Sobre la serenidad que requiere el tomar decisiones

Un tenue palio tejido de agujas de pino cubre la ruta, tamizando los rayos del sol que, jugando con la brisa, dibujan un mosaico vivo, fluido, de luces y sombras sobre el suelo a los pies del caminante. En los márgenes de la carretera,  violetas,  botones de oro, narcisos, margaritas y fresas silvestres alegran el paseo. El aire es limpio, fresco, perfumado de resina y hongos. El murmullo del agua pura y cristalina, que desciende por el valle, pone la melodía a un concierto disonante compuesto por los alegres gorjeos de los huidizos herrerillos y carboneros y los trinos de los verdecillos que, en un frenético cortejo, se persiguen de árbol en árbol; sólo el petirrojo permanece insolente, defendiendo el terreno desde una arbusto mientras nos acercamos, antes de saltar sobre una roca para continuar su desafío; más lejos, se escucha el tableteo del picapinos, que reclama la atención de alguna hembra para formar pareja. Aquí y allá se puede sorprender a alguna atareada ardilla que corretea entre las ramas, afanada en disponer su nido y siempre a lo lejos y con mucha suerte, podremos ver algún ciervo que se detiene un instante a observarnos antes de reintegrarse en la espesura. Dicen que hay lobos, pero estas criaturas del bosque, si nos han visto u olido, difícilmente se mostrarán ni se harán sentir y sólo los ojos expertos verán el rastro que delataría su presencia. Arriba, en lo alto, algunos buitres se enseñorean del cielo, con permiso del águila imperial que aún se resiste a desaparecer.

Según ascendemos por cualquier vereda de la extensa Sierra de Guadarrama, algún recodo del camino nos deja echar la vista atrás para descubrir un horizonte casi infinito, poblado de suaves ondulaciones que, a modo de edredón parcheado de ocres y verdes, constituye un paisaje que en la lejanía parece homogéneo, propio de la extensa meseta cerealista que constituye el corazón de nuestra tierra, pero que está lleno de rincones diferentes, igualmente atractivos, que esperan otros pies que los recorran.

Mientras los sentidos gozan con lo que ofrece el entorno, la tranquilidad del paseo invita a dejar vagar la mente en busca de los pensamientos que el ajetreo cotidiano nos hurta y esconde en profundos recovecos entre los pliegues de nuestro encéfalo, para que no nos distraigamos de nuestras responsabilidades rutinarias.

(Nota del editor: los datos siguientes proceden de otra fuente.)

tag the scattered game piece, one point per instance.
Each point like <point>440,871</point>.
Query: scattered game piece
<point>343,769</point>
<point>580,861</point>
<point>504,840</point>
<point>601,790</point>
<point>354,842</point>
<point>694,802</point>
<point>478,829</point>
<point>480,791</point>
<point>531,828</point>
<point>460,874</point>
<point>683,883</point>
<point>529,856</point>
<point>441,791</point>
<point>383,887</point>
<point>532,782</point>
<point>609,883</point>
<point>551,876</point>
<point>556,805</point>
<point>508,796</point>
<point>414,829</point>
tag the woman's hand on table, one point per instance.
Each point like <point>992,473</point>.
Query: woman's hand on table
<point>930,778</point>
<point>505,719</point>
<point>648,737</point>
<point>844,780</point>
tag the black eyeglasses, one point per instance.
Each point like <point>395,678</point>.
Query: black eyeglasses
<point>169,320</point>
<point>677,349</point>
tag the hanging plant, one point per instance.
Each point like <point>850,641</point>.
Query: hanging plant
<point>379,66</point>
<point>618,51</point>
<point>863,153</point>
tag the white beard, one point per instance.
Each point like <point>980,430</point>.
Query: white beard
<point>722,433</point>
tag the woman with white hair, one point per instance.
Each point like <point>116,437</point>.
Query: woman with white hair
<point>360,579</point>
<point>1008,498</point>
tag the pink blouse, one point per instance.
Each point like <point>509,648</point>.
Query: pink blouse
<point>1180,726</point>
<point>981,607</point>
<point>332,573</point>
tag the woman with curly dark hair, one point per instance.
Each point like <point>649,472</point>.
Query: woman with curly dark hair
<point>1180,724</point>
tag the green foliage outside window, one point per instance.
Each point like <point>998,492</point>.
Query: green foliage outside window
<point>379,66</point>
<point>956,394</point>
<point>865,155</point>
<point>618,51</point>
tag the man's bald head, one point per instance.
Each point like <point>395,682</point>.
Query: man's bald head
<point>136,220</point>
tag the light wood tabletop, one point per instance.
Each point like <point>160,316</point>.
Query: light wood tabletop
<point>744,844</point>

Los segovianos tienen la suerte de tener muy cerca este desahogo natural y muchos lo disfrutan con infinito respeto, sabedores de que el paisaje nos devolverá el mismo trato que nosotros le demos, con permiso de las invasiones estacionales de turistas que, ávidos de emociones urgentes, forman tumultos que les alejan de la paz que se le ofrece al caminante solitario.

En nuestra tierra sobreviven aún antiguos modos de vida y usos de la tierra que han permitido que conservemos rincones de gran riqueza natural, y es necesario que nos comprometamos en transmitir este legado de nuestros antecesores en mejor estado del que lo recibimos, para que las futuras generaciones de segovianos dispongan de lugares en los que perderse para dejar que su mente pause y reencuentre los pensamientos serenos que les permitan vivir con la tranquilidad que hemos vivido nosotros.

Me gustaría invitar a todos, especialmente a aquellos que tienen responsabilidades en el gobierno de nuestras vidas y haciendas, a que se den algún paseo en solitario, o acompañados de algún amigo leal, no de un pelota adulador, por cualquier senda de las que ascienden por las laderas de la sierra próxima para que, al reencontrarse con el resultado del respeto milenario del hombre por su entorno, descubran que las cosas pueden hacerse mejor y que las decisiones han de tomarse con serenidad, sopesando las consecuencias y recordando que tenemos responsabilidad, no sólo sobre lo inmediato, sino sobre lo que vendrá, cuando el eco de nuestros pasos en el bosque no sea ya ni siquiera un recuerdo.